Do Urzędu Ochrony Konkurencji i Konsumentów wpływają skargi od klientów, od których banki pobierały opłaty za kartę debetową, pomimo że miała być darmowa, jeśli dokona się w danym okresie rozliczeniowym płatności o ustalonej wartości. Sześć banków zostało zobowiązanych do oddania klientom pieniędzy.
Mimo tego, że klienci dokonywali transakcji na określoną w umowie kwotę, opłata i tak była przez bank pobierana. Kontrolerzy UOKiK sprawdzili18 banków, z czego aż 13 wzbudziło zastrzeżenia.
Jak się okazało, w rzeczywistości brak opłat zależał od zaksięgowania danego zakupu przez bank.
– Zaksięgowanie transakcji nie jest tożsame z jej wykonaniem, co więcej konsument nie ma żadnego wpływu na termin, w jakim operacja zostanie zaksięgowana. W efekcie, gdy konsument zapłacił za zakupy kartą pod koniec miesiąca, był rozliczany z początkiem kolejnego. Tym samym musiał płacić za obsługę karty – mówi portalowi money.pl Marek Niechciał, prezes UOKiK.
Jaki informuje money.pl tylko pięć banków nie wzbudziło wątpliwości UOKiK. Były to BGŻ, BPH, Deutsche Bank, Idea Bank, Pekao. Kolejnych sześć: BZ WBK, EuroBank, Getin Noble Bank, ING Bank Śląski, Millennium Bank, Plus Bank – dobrowolnie zmieniło praktyki.

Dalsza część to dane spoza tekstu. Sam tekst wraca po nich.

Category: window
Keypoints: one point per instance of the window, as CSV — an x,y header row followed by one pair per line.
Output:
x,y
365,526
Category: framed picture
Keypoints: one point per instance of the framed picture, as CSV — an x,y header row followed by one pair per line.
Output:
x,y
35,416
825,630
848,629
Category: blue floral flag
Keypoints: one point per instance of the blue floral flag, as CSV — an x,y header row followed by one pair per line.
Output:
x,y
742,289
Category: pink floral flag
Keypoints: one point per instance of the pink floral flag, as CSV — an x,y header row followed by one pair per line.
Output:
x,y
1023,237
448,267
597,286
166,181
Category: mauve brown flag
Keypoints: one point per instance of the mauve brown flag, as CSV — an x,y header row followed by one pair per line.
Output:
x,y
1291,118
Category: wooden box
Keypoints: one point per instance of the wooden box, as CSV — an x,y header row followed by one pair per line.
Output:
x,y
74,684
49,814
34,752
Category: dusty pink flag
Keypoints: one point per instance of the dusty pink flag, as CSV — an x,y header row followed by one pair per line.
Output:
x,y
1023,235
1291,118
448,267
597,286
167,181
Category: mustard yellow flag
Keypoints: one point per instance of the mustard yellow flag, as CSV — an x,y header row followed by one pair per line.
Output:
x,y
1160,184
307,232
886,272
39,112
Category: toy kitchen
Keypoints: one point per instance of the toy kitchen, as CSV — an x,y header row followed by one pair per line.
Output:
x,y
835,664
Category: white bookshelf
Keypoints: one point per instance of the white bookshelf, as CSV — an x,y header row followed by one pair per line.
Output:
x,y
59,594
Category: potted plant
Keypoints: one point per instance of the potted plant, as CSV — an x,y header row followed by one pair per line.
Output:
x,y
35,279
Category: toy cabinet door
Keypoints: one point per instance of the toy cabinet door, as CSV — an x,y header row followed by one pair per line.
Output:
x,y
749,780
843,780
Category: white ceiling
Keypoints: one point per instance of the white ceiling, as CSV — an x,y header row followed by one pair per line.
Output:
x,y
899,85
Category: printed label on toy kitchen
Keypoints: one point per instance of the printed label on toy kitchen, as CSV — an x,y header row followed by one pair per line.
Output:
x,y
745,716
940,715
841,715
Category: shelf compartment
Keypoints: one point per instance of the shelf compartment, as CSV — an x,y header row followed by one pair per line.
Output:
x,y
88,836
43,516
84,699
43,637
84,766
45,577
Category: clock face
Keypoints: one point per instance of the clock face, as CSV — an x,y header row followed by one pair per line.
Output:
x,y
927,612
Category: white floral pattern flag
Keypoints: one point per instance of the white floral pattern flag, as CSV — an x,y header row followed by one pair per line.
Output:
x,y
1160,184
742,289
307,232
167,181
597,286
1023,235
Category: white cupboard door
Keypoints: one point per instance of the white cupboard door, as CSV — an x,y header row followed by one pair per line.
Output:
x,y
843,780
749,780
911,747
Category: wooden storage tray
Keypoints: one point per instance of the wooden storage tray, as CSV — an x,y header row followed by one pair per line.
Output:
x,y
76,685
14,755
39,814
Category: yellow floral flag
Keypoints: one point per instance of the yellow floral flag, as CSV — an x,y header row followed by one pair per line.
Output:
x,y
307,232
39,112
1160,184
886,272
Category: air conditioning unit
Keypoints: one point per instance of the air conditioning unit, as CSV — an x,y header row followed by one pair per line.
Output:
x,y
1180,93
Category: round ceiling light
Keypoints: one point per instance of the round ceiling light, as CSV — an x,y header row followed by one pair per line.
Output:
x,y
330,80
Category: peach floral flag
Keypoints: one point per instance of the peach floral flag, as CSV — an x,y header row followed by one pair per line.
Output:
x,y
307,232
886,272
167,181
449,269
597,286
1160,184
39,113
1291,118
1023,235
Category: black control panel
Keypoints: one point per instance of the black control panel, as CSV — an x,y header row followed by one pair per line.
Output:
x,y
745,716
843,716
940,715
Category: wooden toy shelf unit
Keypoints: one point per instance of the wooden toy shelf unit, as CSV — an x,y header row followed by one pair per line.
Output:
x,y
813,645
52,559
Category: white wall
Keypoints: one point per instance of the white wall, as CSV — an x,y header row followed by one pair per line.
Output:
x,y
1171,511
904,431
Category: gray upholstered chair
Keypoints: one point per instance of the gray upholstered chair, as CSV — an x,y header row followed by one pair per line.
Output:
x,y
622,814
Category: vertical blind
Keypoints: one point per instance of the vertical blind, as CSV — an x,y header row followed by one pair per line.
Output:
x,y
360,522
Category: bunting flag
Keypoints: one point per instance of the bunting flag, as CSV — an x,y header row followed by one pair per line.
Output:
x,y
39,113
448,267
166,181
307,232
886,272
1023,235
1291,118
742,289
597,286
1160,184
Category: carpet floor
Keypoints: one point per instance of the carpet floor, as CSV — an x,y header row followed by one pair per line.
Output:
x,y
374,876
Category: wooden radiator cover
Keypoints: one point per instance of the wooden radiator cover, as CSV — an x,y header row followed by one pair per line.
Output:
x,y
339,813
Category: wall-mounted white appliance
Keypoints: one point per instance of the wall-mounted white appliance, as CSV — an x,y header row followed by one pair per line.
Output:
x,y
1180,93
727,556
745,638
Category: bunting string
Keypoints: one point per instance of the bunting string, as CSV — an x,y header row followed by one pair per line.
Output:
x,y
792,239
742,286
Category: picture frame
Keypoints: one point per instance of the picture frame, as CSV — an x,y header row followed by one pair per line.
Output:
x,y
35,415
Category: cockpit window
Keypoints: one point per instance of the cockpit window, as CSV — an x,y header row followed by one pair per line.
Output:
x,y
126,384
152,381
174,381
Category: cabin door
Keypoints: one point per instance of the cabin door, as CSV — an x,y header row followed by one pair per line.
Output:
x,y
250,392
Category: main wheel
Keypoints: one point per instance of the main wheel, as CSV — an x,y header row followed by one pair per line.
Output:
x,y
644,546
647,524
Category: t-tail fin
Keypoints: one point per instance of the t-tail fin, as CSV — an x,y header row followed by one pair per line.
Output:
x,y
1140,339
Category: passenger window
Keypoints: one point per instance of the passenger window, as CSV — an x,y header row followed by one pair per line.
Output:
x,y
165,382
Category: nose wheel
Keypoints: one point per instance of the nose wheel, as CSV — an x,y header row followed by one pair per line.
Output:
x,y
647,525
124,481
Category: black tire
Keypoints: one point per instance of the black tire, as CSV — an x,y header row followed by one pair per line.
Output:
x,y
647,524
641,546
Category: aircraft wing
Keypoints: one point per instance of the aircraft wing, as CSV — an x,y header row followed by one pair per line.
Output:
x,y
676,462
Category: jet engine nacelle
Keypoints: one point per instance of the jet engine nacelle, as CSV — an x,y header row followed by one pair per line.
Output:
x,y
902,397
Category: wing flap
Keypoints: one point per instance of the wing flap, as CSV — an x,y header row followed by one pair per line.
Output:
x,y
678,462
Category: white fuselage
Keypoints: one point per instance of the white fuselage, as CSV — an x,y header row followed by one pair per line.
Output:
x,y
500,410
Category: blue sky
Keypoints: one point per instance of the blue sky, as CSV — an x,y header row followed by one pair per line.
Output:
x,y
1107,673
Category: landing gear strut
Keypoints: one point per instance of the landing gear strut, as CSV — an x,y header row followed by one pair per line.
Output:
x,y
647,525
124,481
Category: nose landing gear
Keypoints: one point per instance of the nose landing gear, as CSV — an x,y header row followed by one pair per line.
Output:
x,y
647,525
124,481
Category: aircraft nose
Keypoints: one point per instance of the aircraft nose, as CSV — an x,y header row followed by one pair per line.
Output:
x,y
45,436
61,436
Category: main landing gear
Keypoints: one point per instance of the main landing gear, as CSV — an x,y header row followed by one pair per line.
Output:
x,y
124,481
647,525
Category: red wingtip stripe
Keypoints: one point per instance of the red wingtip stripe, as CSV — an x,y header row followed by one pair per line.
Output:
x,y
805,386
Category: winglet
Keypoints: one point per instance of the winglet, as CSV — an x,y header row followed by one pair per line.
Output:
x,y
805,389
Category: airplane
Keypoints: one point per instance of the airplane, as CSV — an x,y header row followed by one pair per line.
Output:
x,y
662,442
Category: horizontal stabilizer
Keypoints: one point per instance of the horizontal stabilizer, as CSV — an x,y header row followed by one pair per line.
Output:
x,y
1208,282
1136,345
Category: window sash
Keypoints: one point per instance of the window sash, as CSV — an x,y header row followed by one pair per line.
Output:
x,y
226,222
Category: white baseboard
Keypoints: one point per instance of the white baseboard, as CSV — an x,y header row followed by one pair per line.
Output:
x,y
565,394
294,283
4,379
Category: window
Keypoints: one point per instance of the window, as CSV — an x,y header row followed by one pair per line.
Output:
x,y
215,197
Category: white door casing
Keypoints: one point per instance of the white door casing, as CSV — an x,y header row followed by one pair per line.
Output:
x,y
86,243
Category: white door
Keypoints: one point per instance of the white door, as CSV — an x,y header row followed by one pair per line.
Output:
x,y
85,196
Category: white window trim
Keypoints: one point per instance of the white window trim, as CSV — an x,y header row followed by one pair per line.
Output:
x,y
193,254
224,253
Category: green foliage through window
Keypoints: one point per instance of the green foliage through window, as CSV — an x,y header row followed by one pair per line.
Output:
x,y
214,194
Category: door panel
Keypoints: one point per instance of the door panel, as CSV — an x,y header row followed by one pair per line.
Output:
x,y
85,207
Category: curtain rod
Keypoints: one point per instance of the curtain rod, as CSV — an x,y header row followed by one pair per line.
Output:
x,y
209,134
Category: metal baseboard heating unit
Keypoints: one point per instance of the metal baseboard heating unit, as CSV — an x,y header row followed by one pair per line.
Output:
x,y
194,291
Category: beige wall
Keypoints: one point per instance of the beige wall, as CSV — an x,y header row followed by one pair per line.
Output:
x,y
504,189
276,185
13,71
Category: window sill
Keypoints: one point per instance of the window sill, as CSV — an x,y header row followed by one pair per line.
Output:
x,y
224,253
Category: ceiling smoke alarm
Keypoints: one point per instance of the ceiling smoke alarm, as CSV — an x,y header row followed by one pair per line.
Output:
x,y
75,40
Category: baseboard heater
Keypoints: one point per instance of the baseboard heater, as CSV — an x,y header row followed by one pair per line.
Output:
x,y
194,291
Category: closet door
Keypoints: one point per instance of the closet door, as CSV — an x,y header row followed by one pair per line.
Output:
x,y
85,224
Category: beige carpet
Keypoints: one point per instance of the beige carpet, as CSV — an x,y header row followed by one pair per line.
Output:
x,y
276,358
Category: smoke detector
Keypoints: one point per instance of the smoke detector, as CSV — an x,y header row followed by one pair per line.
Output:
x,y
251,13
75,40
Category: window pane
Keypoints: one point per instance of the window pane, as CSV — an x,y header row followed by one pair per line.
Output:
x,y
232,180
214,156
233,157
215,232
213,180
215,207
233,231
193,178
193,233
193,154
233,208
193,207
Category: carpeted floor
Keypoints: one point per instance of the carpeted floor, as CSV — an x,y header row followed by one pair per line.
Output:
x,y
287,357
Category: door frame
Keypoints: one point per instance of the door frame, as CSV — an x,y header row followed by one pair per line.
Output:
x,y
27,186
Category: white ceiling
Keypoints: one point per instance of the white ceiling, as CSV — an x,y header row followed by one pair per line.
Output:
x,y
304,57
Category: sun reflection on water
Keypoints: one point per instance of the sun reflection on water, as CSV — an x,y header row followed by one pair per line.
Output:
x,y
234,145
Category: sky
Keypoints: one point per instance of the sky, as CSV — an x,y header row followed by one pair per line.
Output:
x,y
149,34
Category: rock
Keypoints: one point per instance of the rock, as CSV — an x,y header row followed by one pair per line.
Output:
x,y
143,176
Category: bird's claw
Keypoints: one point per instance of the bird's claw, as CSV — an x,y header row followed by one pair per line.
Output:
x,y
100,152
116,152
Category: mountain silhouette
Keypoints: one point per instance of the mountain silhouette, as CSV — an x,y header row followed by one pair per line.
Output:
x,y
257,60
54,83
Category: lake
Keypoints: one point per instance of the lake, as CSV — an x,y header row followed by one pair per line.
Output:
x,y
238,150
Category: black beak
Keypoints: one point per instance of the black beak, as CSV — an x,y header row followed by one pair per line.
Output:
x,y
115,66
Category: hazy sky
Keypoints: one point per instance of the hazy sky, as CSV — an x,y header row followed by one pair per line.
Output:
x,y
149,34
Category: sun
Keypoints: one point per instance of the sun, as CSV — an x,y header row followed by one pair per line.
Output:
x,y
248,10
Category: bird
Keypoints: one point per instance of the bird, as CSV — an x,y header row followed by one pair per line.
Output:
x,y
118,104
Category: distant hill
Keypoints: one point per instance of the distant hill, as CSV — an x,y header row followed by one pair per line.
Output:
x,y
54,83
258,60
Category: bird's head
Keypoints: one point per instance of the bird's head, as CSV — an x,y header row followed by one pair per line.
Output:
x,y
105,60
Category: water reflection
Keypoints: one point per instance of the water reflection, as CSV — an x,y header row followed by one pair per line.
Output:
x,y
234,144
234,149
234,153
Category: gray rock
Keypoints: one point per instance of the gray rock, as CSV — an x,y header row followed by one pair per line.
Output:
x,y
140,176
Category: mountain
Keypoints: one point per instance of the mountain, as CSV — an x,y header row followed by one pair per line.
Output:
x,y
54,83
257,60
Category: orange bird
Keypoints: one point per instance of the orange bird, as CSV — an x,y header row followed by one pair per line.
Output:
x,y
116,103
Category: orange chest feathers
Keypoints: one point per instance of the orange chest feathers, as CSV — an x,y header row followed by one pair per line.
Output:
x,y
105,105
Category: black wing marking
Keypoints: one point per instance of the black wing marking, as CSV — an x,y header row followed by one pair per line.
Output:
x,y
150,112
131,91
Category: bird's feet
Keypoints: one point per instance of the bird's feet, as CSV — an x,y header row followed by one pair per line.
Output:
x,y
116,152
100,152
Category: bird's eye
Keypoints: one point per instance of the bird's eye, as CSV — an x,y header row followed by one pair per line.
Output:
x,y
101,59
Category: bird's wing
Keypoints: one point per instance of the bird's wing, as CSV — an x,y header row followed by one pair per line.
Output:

Z kolei mBank, BOŚ Bank, Bank Pocztowy, Credit Agricole, PKO BP, T-Mobile Usługi Bankowe zobowiązały się do oddania konsumentom opłat za kartę i do zmiany modeli rozliczania transakcji po wydaniu decyzji UOKiK.
W toku jest jeszcze postępowanie przeciwko Alior Bankowi.